The Lowdown On Low Energy

People living with type 2 diabetes can sometimes have low energy. This isn’t necessarily about being sleepy. If you are feeling more tired than usual, check with your healthcare team. There are several issues that may contribute to feeling low energy. Not sure what they are? Let us fill you in.

Reasons you may have low energy

Blood sugar isn’t being used correctly

When people who are newly diagnosed with type 2 diabetes, they often report having very little energy. They say they have trouble getting up in the morning, and they spend a lot of time on the couch after work and on days off. At the cellular level, if the body doesn’t have enough insulin working, for whatever reason, blood sugar can’t be used properly to produce energy.

Fatigue isn't necessarily about being sleepy; it's often more about low energy

Trouble sleeping

People living with diabetes face several situations that can affect the amount and quality of sleep they get. High and low blood sugar may interfere with sleep; damage to nerves caused by diabetes can result in pain or burning in the feet/legs that can affect sleep; and some people living with the condition have “restless legs syndrome,” which can also affect sleep. And finally, people living with diabetes are at risk for sleep apnea, a condition in which there is shallow breathing, as well as repeated pauses in breathing during sleep.

Your mood

Sometimes emotional issues, such as anxiety or depression, may create fatigue and/or low energy. And people living with diabetes are at risk for both anxiety and depression. Anxiety or depression along with diabetes can be an unfortunate combination; sometimes this lack of energy can lead to not doing the daily self-care that diabetes requires.

Extra pounds

Being overweight can also play a role in low energy. People who carry extra weight may not have the energy to get out and do the things they enjoy.

Being stressed

The body's natural response to stress is to release hormones that increase the amount of blood sugar. For people living with diabetes, this rise in blood sugar can lead to decreased energy, as you read earlier. Not to mention, stress itself can be exhausting! It’s also important to note that taking care of diabetes—your own or someone else's—can be stressful and energy-draining.

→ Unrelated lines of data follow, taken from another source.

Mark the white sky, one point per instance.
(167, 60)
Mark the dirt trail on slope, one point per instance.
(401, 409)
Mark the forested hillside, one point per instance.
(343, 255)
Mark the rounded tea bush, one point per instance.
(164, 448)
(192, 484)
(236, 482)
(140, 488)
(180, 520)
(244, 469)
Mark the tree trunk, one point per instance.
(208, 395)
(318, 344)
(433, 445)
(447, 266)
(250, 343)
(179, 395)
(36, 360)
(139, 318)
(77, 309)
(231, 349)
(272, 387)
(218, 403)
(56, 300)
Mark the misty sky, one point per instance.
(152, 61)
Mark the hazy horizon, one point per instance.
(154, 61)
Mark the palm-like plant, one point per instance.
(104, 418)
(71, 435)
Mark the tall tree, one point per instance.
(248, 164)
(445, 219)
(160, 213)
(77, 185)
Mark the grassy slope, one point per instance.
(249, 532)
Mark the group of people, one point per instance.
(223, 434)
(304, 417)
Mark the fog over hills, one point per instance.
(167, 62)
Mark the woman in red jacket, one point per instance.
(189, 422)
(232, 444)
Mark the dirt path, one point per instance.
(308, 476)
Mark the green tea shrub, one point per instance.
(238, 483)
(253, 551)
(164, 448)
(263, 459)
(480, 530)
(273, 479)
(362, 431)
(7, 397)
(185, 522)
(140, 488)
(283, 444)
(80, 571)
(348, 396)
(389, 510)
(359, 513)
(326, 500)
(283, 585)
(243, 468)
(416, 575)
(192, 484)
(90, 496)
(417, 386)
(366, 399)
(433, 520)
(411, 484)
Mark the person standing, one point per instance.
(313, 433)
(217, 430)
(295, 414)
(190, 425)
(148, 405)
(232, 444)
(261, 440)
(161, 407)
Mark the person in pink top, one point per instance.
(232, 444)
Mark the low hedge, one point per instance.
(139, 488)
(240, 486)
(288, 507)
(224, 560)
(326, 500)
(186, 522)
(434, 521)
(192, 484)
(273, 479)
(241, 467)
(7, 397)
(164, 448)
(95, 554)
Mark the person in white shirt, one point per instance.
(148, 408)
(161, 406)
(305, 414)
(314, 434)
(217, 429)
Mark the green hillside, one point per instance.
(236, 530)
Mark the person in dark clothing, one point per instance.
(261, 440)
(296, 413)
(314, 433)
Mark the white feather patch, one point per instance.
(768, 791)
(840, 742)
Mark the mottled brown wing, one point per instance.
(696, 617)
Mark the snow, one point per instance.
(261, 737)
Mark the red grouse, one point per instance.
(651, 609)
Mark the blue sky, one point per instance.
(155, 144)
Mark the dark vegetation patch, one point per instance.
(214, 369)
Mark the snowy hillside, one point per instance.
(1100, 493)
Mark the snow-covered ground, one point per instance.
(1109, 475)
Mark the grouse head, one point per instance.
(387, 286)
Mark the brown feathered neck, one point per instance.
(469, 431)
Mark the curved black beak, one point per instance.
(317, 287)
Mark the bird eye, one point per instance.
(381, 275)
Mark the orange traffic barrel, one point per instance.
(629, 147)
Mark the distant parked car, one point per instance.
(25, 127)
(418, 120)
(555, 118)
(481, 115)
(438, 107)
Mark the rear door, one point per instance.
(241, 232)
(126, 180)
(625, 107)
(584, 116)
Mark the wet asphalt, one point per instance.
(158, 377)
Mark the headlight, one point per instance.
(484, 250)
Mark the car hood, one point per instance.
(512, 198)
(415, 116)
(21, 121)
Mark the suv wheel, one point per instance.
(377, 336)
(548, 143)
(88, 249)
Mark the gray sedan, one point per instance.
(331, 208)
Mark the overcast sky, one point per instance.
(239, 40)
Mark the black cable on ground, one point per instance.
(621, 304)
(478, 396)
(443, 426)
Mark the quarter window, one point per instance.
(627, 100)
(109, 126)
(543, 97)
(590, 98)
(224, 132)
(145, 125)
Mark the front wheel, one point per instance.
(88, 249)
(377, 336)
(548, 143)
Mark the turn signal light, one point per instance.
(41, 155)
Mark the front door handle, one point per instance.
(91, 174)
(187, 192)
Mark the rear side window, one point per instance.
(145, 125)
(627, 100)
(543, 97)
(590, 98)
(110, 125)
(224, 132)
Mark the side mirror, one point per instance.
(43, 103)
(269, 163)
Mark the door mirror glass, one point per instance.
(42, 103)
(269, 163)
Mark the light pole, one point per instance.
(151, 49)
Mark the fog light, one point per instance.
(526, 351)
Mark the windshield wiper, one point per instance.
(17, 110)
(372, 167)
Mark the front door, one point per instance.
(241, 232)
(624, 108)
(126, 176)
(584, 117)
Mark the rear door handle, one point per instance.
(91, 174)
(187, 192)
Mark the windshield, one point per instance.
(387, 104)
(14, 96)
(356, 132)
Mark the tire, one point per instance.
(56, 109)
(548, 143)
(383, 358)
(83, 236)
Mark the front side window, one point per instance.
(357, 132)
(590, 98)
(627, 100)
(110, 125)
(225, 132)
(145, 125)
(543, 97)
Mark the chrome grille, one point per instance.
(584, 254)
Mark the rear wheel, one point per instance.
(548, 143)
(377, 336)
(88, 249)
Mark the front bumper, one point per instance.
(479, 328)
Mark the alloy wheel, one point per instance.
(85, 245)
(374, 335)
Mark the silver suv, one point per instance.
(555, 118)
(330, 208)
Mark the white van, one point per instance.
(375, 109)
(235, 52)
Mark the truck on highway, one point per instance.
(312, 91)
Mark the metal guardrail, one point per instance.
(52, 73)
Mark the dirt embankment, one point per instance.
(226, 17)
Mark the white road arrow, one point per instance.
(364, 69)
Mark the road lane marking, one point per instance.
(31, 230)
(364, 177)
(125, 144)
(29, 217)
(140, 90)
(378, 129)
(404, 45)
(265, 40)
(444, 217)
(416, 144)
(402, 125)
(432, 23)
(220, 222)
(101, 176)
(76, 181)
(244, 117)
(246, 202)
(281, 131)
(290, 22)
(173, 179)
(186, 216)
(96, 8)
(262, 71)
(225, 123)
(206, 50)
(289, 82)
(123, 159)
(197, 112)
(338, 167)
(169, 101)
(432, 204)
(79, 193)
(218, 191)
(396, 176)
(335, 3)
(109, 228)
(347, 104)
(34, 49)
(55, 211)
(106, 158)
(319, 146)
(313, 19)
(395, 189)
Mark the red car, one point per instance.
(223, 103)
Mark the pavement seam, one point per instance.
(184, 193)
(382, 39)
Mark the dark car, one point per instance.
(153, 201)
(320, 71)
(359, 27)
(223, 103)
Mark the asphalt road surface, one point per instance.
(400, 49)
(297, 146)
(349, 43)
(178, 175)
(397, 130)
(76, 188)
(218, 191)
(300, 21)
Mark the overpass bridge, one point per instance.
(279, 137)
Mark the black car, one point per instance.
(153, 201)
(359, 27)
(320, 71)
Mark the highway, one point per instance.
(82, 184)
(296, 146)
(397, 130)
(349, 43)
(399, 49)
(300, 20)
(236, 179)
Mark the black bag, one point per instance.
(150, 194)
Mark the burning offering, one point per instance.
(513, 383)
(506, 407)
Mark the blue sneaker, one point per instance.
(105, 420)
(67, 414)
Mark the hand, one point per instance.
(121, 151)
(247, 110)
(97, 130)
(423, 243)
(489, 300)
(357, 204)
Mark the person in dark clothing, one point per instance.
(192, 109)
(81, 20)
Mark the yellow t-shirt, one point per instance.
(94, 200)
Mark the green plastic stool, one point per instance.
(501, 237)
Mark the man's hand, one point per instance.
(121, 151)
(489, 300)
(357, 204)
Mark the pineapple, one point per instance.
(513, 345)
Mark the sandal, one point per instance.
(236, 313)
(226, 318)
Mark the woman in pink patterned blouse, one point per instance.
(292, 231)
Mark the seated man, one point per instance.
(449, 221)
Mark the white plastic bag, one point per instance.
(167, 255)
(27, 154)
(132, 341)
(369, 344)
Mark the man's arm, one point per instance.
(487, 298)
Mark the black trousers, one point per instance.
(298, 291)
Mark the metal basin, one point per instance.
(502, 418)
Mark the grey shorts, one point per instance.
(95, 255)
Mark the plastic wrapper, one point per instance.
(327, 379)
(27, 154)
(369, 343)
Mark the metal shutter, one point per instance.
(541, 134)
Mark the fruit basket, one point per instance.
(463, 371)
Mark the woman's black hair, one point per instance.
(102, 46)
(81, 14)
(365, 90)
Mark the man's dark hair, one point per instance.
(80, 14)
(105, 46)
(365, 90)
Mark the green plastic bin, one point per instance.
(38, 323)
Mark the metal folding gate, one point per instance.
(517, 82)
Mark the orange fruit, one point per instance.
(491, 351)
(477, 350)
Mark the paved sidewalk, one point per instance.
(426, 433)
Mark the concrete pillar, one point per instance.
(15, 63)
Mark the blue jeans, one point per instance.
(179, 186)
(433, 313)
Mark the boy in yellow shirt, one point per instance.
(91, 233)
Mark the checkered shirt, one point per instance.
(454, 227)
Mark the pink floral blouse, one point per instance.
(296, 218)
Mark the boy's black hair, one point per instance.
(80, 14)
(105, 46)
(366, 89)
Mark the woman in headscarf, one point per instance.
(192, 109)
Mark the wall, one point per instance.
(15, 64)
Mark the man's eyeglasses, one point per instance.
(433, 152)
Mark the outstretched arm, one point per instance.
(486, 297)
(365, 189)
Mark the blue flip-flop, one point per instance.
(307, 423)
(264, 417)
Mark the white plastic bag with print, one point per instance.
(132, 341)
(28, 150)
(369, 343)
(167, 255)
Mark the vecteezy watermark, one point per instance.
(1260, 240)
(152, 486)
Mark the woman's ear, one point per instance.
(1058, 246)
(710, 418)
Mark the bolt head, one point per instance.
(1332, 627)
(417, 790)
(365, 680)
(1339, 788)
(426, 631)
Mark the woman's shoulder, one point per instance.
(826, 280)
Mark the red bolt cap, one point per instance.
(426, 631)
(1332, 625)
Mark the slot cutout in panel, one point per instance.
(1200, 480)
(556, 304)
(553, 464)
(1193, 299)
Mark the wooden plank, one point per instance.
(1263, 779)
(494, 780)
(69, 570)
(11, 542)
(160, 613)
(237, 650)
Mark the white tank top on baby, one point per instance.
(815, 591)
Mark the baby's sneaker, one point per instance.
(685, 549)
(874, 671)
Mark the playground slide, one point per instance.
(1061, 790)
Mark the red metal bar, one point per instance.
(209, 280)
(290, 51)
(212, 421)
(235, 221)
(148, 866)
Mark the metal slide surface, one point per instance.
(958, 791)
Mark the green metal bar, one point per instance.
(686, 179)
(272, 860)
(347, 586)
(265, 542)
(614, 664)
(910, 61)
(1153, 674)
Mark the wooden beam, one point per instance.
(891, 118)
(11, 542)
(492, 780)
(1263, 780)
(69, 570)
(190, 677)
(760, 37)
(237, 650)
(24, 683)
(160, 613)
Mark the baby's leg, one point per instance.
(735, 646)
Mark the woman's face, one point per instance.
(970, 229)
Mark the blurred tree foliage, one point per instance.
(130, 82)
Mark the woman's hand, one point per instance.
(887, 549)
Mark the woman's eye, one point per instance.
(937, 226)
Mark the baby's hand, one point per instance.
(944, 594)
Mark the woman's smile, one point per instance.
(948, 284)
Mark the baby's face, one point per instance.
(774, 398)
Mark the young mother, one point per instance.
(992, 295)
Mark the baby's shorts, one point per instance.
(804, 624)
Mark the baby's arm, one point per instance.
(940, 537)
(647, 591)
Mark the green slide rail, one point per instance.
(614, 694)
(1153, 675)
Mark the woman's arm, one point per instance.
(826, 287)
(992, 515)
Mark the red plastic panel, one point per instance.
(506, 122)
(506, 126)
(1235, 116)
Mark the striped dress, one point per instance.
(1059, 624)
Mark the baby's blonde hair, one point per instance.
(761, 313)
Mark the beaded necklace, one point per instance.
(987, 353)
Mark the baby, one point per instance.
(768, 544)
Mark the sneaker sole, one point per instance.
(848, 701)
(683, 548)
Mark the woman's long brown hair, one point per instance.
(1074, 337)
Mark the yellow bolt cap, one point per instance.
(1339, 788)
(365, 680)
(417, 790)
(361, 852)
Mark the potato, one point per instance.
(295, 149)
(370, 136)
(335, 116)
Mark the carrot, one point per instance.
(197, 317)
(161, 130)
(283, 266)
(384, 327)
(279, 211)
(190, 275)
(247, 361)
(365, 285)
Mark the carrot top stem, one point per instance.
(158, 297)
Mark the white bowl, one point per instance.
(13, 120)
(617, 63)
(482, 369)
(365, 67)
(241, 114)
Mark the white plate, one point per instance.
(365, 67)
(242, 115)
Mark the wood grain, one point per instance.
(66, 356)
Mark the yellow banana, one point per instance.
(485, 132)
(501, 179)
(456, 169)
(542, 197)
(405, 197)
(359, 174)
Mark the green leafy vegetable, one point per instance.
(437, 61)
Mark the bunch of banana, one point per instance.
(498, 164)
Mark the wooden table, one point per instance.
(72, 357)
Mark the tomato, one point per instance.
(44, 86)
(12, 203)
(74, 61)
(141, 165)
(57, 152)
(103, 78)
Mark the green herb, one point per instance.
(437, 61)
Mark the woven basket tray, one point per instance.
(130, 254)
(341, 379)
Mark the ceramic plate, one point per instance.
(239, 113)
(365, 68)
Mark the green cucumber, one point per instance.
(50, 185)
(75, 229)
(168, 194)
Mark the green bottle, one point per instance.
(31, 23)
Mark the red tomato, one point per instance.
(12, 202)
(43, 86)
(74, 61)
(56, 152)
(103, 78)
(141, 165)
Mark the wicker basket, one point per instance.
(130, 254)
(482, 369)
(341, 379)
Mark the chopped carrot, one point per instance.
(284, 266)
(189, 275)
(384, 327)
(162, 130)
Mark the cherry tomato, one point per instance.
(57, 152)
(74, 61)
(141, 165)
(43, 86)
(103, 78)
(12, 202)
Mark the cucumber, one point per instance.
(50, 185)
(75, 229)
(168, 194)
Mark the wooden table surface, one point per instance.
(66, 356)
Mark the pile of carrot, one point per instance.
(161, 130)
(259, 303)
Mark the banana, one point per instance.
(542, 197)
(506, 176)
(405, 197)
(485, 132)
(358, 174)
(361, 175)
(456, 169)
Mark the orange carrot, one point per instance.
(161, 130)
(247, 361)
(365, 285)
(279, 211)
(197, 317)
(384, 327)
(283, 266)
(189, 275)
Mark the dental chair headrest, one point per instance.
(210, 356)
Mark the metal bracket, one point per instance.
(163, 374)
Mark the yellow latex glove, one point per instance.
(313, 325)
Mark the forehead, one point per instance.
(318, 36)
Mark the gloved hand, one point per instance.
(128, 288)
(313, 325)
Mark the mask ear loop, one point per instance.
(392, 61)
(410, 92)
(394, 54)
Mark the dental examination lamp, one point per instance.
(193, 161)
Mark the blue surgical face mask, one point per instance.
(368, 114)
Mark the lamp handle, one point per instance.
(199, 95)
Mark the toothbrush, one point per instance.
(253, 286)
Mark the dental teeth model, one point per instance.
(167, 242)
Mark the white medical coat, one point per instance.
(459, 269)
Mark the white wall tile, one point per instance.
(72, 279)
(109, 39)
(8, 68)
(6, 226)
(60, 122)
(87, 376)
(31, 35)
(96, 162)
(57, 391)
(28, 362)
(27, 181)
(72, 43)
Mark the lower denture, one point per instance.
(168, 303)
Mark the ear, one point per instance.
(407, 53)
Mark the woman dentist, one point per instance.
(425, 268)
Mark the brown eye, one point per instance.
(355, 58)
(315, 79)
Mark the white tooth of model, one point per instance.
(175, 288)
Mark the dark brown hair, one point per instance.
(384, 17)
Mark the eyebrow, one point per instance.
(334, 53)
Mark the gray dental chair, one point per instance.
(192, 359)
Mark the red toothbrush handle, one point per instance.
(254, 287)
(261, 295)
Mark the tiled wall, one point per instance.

So while there are lots of reasons you might be feeling low energy, there is more than one solution to take on this issue. So we suggest taking a brief but fearless self-inventory and seeing if one or more of the above reasons are contributing to your fatigue, if you’re feeling tired. Then do what you can to face it or them head on. Of course, sharing what you’ve discovered with your healthcare team is a great initial step.